Apresentei todos os bilhetes a uma delas, dizendo com muita seriedade:
– Aqui estão alguns telegramas para Paris. Faça o favor de ver quanto custa.
Ela recebeu tudo e disse:
– Vou contar as palavras.
Ficou um tempo em silêncio e começou a ler, mas de repente a ouvi exclamar:
– Céu! Que coisa! Noossa! Que bonito!
E gritou para a companheira que trabalhava no guichê vizinho, e a qual eu também não via:
– Venha ver! Depressa! Olhe que maravilha! Que telegrama lindo está sendo passado aqui! Ouça bem! Vou ler para você ouvir!
E leu o endereço do telegrama, enlevada:
– À Son Altesse Royale… Mas, que beleza! Parece um conto de fadas!
Eu estava tão habituado à pressão revolucionária dos meus colegas do São Luís que inicialmente pensei tratar-se de um debique, mas logo percebi que, de fato, ela estava achando aquilo lindo. A outra também fez algum comentário, do qual não me lembro mais, e ambas continuaram o burburinho com encanto.
Depois me indicaram o preço, os telegramas seguiram e eu me retirei, mas sempre guardei na memória, com alegria, a ênfase e o contentamento que tivera aquela pobre mocinha, por saber que existiam no mundo pessoas que ainda chamavam outras com grandes títulos… Curiosamente, as duas eram típicas modernotas, mas, naquele momento, uma tradição havia passado diante dos olhos delas, fazendo-as sentir o gosto de admirar.

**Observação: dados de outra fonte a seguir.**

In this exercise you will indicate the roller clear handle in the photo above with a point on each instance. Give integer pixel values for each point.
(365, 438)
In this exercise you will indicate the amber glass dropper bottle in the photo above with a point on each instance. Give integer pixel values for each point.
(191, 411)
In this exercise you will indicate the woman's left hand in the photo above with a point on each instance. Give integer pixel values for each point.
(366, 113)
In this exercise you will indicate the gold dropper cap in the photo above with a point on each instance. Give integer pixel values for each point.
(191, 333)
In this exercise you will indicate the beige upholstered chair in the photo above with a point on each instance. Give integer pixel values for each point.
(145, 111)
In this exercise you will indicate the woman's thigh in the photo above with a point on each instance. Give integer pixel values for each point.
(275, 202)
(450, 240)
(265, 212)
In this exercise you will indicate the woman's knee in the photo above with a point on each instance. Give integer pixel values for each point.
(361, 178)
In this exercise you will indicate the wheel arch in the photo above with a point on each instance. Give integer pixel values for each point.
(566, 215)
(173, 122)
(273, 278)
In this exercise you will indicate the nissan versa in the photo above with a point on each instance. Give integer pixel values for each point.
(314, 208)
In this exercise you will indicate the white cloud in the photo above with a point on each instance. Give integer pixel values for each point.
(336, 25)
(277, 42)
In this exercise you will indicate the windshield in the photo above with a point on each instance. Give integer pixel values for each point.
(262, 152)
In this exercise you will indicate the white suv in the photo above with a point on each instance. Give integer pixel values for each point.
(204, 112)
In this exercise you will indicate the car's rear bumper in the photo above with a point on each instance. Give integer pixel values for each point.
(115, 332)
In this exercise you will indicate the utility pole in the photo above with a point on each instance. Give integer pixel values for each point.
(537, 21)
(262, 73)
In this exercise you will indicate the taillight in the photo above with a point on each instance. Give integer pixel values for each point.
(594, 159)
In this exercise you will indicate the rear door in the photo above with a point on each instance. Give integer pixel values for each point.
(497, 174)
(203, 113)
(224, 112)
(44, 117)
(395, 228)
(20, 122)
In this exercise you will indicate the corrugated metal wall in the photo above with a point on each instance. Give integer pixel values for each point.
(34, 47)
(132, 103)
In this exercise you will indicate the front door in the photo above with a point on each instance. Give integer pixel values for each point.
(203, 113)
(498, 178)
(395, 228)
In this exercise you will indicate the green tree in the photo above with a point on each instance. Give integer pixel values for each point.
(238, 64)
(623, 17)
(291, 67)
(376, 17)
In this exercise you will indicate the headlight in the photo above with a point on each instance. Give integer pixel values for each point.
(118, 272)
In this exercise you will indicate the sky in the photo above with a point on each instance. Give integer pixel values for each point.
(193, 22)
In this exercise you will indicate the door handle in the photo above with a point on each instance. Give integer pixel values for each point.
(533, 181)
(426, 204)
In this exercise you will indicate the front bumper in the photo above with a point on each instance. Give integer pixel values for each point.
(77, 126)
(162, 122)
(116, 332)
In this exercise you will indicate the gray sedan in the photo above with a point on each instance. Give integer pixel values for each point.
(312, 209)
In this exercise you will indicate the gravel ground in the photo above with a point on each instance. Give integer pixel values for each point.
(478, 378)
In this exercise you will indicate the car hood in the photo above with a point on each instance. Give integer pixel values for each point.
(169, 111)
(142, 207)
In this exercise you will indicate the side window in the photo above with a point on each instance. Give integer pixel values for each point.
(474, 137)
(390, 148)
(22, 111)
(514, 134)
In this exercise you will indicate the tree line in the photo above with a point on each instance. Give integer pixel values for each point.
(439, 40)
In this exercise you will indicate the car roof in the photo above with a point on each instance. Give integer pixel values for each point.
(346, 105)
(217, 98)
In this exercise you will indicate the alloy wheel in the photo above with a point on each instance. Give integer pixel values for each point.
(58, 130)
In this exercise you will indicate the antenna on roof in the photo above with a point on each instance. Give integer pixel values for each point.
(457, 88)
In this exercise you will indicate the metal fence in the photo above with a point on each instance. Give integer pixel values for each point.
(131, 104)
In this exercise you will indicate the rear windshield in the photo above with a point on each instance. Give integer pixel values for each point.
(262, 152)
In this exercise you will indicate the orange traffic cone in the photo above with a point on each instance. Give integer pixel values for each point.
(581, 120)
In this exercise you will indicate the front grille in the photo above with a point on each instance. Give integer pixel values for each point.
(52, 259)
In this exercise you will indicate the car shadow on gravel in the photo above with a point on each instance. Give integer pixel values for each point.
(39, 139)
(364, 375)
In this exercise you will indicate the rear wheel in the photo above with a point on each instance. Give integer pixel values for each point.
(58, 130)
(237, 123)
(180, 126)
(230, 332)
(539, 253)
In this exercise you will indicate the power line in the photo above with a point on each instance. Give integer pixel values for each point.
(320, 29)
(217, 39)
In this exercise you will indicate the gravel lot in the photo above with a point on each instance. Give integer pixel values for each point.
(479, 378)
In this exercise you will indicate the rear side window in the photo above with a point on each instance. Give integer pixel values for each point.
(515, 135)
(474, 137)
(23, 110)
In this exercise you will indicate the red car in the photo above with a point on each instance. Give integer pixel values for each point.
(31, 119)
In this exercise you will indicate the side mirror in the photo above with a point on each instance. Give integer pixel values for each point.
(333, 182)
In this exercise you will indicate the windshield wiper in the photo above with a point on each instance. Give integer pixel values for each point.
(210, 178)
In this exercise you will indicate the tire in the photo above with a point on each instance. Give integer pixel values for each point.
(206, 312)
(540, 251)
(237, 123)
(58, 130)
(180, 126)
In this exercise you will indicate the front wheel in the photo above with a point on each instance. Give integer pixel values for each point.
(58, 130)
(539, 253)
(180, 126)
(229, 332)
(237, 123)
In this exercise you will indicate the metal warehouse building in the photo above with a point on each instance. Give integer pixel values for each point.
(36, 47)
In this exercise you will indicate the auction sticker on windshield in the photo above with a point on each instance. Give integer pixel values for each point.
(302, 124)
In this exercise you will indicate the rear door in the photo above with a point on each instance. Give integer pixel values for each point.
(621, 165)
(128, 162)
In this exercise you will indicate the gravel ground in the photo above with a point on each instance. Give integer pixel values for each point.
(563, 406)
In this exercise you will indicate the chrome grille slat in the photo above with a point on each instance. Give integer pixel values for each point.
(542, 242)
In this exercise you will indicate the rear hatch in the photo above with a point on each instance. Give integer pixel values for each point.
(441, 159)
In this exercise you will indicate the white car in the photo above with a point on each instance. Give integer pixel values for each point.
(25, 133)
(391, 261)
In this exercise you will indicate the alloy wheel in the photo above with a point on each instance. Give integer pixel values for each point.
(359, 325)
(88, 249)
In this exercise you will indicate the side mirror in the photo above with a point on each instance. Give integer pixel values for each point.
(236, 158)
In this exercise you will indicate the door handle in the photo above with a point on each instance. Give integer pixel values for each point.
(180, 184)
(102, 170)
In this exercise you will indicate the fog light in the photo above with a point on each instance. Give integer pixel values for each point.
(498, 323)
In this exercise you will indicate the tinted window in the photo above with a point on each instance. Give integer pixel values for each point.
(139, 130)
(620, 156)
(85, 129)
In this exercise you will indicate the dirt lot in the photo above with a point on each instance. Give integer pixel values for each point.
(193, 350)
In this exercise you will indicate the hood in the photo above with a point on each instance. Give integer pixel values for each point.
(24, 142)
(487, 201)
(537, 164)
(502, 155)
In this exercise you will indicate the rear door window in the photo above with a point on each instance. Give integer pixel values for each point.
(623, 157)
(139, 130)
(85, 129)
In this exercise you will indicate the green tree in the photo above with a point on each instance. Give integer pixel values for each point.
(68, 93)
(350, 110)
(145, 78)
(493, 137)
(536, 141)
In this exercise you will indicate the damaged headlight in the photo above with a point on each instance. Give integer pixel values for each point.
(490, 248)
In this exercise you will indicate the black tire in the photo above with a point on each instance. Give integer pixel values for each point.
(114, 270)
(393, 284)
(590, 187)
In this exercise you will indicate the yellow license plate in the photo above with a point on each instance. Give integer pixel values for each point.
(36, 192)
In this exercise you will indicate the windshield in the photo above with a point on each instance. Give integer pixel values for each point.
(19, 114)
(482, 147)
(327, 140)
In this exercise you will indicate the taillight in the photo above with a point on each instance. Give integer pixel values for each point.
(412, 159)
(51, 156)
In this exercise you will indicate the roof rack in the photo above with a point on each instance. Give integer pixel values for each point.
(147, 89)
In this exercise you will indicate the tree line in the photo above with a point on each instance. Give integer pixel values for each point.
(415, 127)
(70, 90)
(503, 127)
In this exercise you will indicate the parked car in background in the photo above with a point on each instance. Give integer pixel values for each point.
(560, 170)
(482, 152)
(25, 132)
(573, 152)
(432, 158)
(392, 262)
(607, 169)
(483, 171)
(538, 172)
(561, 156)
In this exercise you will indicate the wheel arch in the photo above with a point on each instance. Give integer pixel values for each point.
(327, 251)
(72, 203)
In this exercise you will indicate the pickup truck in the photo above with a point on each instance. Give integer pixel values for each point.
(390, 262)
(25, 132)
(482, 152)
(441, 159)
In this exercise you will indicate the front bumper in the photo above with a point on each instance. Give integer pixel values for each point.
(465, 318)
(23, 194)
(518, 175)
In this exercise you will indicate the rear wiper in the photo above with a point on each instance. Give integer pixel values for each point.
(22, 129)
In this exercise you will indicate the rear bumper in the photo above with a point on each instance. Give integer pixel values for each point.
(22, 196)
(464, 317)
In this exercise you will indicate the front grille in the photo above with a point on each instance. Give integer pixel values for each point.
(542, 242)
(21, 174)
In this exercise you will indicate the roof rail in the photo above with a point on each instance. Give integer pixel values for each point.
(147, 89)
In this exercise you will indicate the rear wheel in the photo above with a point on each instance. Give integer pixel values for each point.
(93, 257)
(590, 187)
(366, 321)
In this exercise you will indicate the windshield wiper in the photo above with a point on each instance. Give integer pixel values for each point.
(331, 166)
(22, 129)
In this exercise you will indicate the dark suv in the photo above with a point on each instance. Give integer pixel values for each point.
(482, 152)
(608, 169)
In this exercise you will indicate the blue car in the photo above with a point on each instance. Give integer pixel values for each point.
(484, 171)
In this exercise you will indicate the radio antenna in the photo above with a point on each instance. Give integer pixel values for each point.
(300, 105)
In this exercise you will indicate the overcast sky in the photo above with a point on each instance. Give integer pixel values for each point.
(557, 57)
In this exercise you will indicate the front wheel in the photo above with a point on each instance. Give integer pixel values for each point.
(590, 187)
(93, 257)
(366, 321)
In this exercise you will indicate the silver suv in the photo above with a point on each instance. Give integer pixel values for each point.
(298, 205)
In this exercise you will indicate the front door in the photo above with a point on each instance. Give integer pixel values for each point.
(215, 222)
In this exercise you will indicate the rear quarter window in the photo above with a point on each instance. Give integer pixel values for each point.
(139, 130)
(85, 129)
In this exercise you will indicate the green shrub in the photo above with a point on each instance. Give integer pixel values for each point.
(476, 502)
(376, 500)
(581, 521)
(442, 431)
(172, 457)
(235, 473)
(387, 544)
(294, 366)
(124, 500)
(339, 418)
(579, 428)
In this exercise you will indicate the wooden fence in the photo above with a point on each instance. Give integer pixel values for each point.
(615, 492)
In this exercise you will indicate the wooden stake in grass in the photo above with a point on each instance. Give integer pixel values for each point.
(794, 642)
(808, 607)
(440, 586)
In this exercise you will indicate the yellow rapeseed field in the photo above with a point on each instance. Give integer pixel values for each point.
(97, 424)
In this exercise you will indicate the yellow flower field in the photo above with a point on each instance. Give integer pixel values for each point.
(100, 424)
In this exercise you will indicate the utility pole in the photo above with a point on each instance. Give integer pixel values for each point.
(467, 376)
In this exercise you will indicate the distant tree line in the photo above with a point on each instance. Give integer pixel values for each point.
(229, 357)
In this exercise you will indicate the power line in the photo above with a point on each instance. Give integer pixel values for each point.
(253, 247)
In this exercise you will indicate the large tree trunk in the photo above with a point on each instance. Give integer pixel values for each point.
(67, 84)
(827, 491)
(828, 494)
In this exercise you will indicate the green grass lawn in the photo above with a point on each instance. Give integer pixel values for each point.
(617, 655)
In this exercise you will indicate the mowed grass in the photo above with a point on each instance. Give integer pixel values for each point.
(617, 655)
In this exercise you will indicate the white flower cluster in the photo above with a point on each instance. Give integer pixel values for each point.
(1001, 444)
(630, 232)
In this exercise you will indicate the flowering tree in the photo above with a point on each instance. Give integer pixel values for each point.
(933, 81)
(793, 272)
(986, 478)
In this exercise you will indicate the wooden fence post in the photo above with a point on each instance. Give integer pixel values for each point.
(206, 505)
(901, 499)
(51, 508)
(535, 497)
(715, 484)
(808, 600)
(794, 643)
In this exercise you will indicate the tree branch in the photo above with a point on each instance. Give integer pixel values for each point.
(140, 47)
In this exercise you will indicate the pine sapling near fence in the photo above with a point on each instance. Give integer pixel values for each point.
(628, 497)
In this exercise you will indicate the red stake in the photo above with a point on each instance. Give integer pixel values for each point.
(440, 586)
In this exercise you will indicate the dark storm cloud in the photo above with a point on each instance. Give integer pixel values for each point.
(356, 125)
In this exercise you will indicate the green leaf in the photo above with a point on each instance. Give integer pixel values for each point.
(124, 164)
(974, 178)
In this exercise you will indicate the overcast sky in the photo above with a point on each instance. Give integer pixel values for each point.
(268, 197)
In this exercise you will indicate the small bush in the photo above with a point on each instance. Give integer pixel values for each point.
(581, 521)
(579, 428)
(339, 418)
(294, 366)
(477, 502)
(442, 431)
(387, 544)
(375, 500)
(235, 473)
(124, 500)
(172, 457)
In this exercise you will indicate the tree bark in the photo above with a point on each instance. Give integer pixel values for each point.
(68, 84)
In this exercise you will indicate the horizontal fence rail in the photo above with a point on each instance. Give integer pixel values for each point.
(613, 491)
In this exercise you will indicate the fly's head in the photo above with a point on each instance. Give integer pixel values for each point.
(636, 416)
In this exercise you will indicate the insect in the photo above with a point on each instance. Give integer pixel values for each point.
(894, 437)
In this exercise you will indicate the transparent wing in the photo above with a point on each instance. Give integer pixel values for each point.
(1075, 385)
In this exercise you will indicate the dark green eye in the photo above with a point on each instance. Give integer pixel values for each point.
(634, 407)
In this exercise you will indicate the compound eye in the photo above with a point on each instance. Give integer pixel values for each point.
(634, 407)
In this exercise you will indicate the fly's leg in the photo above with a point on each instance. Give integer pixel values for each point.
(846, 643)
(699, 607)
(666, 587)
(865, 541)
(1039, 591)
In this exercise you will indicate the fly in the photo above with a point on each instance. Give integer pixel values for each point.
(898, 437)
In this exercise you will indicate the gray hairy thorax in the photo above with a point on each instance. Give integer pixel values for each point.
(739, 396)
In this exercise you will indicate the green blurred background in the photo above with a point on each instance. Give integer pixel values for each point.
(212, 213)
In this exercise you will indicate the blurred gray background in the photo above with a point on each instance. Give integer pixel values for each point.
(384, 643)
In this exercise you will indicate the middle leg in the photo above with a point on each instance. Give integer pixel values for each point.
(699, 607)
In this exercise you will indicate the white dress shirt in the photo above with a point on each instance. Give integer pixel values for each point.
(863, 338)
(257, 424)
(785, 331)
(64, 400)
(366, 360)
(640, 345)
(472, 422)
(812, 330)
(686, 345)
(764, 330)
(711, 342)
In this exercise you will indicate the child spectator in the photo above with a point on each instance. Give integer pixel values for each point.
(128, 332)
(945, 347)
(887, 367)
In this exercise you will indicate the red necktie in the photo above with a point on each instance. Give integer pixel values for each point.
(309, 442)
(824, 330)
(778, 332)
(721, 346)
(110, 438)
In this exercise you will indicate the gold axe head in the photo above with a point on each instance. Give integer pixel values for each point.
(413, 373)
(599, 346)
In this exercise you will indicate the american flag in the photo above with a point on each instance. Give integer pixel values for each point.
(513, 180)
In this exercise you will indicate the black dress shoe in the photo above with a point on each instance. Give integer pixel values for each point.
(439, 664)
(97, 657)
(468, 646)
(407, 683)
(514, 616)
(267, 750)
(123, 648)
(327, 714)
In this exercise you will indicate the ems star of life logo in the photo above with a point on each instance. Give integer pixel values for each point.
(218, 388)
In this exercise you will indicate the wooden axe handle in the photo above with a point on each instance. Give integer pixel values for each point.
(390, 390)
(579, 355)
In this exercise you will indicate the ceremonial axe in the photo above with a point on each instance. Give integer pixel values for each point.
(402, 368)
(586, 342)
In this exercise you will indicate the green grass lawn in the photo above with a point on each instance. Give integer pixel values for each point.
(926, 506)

Se eu, entretanto, fosse dizer a algum dos meninos com os quais convivia: “Morreu a Princesa Isabel”, ele imediatamente daria uma vaia e comentaria: “Não quero saber de princesa nenhuma! Vamos brincar! Vamos rodar nas bicicletas, e nada de Princesa Isabel!”
Eu teria vontade de dizer: “Mas, não vê que ela é muito mais interessante do que você?”, e ele responderia: “Por quê? Ela não vale mais do que eu!” E começaria a “ladainha” da inveja…
Era a Revolução
A família de D. Pedro de Alcântara
Eu conheci bem toda a família imperial brasileira. Lembro-me de quando apareceram pela primeira vez no Brasil os filhos de D. Pedro de Alcântara e de Dª Elizabeth35.
Quando foi anunciado que eles viriam nos visitar – talvez no ano de 1922 – os mais velhos de nossa família nos ensinaram – a minha irmã, a meus primos e a mim – uma série de regras de cortesia que deveríamos manter em relação àqueles meninos, os quais eram de nossa idade: as meninas tinham de fazer uma pequena reverência para as princesinhas, e nós faríamos uma curvatura de cabeça diante dos pequenos Príncipes. E, como se tratava de uma visita de cerimônia, todos estaríamos vestidos com trajes de gala.
Os Príncipes adultos seriam recebidos na sala de visitas maior e mais pomposa, enquanto na outra, menor e mais íntima, os mais moços permaneceríamos com os principezinhos. A recomendação era de nos sentarmos nas poltronas e conversarmos bien sagement36, de modo cerimonioso.
Os Príncipes e o papagaio
Lembro-me de um pormenor, muito infantil, que se deu no início da visita.
Em certa parte côncava dessa salinha havia um porta-chapéus, onde eram deixados também os casacos, e no qual existia uma espécie de bandejinha destinada aos cartões de visita das pessoas que entravam em casa, os quais eram normalmente levados a minha avó.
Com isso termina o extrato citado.